The SEC has issued a new ruling on stablecoins, and it couldn’t have landed better for Trump and his newly launched crypto project. On Monday, the Division of Corporation Finance released updated guidance that introduces the term “Covered Stablecoins.”

These are tokens that stay pegged to the U.S. dollar on a one-to-one basis, are fully backed by liquid, low-risk assets, and can be redeemed at any time.

The rule defines these as instruments not covered by securities laws, which gives a clear path forward for projects like USD1, the stablecoin rolled out by World Liberty Financial, a firm backed by President Donald Trump and his family.

Former President Donald J. Trump standing with his family, JD Vance and others.
Former President Donald J. Trump and his sons, Donald Trump Jr. and Eric Trump. Source: The New York Times

The guidance says Covered Stablecoins don’t qualify as securities under the Reves test, because buyers aren’t chasing profit. Instead, they’re just trying to move or store money in crypto form. The coins are backed by a reserve of assets, like USD, that can handle redemptions at any time.

They’re not marketed as investments, and the people who buy them aren’t looking to make money off someone else’s business efforts.

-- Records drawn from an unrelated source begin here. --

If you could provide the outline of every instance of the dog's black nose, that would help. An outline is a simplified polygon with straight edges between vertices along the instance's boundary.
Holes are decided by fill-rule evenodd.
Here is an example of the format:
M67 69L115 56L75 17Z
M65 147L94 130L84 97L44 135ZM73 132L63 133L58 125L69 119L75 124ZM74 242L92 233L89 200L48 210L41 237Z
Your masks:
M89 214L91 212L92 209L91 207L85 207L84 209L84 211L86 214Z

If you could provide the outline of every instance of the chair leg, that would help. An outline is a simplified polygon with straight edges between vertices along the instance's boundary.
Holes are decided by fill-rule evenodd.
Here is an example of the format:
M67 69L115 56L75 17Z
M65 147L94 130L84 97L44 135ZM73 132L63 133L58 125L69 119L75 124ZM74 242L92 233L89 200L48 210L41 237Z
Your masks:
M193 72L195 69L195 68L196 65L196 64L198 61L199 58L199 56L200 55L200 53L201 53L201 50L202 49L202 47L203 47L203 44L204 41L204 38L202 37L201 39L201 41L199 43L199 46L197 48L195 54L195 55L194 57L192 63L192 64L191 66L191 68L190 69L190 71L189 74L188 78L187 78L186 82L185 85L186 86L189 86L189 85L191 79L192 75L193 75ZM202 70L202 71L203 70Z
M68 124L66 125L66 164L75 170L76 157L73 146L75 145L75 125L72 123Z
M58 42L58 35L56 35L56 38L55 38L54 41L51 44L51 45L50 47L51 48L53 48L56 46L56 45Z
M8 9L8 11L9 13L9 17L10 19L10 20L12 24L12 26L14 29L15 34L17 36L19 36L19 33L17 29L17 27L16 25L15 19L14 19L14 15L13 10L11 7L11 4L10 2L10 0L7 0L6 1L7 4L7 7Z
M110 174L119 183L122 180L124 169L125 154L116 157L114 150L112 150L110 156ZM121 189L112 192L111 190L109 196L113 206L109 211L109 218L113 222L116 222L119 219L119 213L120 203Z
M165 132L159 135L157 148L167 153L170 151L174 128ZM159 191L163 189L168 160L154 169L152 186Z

SEC breaks down how Covered Stablecoins dodge securities law

The SEC says the main reason Covered Stablecoins don’t fall under securities laws is because of how they work. People don’t buy them expecting a return, and the companies behind them don’t promote them that way.

The cash collected from token sales is used to fill the reserve, which is held in safe, easy-to-access assets like dollars, Treasuries, or their equivalents. The agency said the reserve setup makes the coins less risky and removes the need for securities rules.

In its statement, the SEC said risk-lowering features include whether the coins are “collateralized or insured or are subject to another regulatory scheme that significantly reduces the risk of the instrument, thereby rendering application of the Securities Acts unnecessary.”

The Division pointed out that Covered Stablecoin issuers “maintain a Reserve designed to satisfy fully their redemption obligations,” made up of USD and similar assets that let issuers “honor all redemptions on demand.”

On top of Reves, the SEC also applied the Howey test for anything not already classified under other definitions in the Securities Act. Under Howey, an asset becomes a security if it involves an investment of money into a common setup with a reasonable expectation of profit coming from someone else’s work. But in this case, that doesn’t apply.

The Division said buyers aren’t entering with hopes of profit. They’re not investing in a business. They’re just using crypto that works like cash. The agency said these kinds of buyers “are motivated by a desire to use or consume the item purchased,” not by “prospects of a return on their investment.” Since federal securities laws don’t apply to consumer transactions, Covered Stablecoins are clear.

The report also clarified that Covered Stablecoins aren’t being promoted or sold as a way to make money. Instead, they’re being offered for what they are—tools to send, hold, or use dollars digitally. That’s it.

Meanwhile, since launching in October, World Liberty Financial has raised $550 million through two token sales. The most recent one brought in $250 million, announced just last week. The firm calls itself a crypto banking platform, and it says that Trump family–connected entities could receive up to 75% of the venture’s net revenue.

The sales have pulled in over 85,000 verified participants, with some well-known names jumping in. One of them is Justin Sun, founder of Tron, who put in $75 million in January while negotiating with the SEC over a civil fraud case.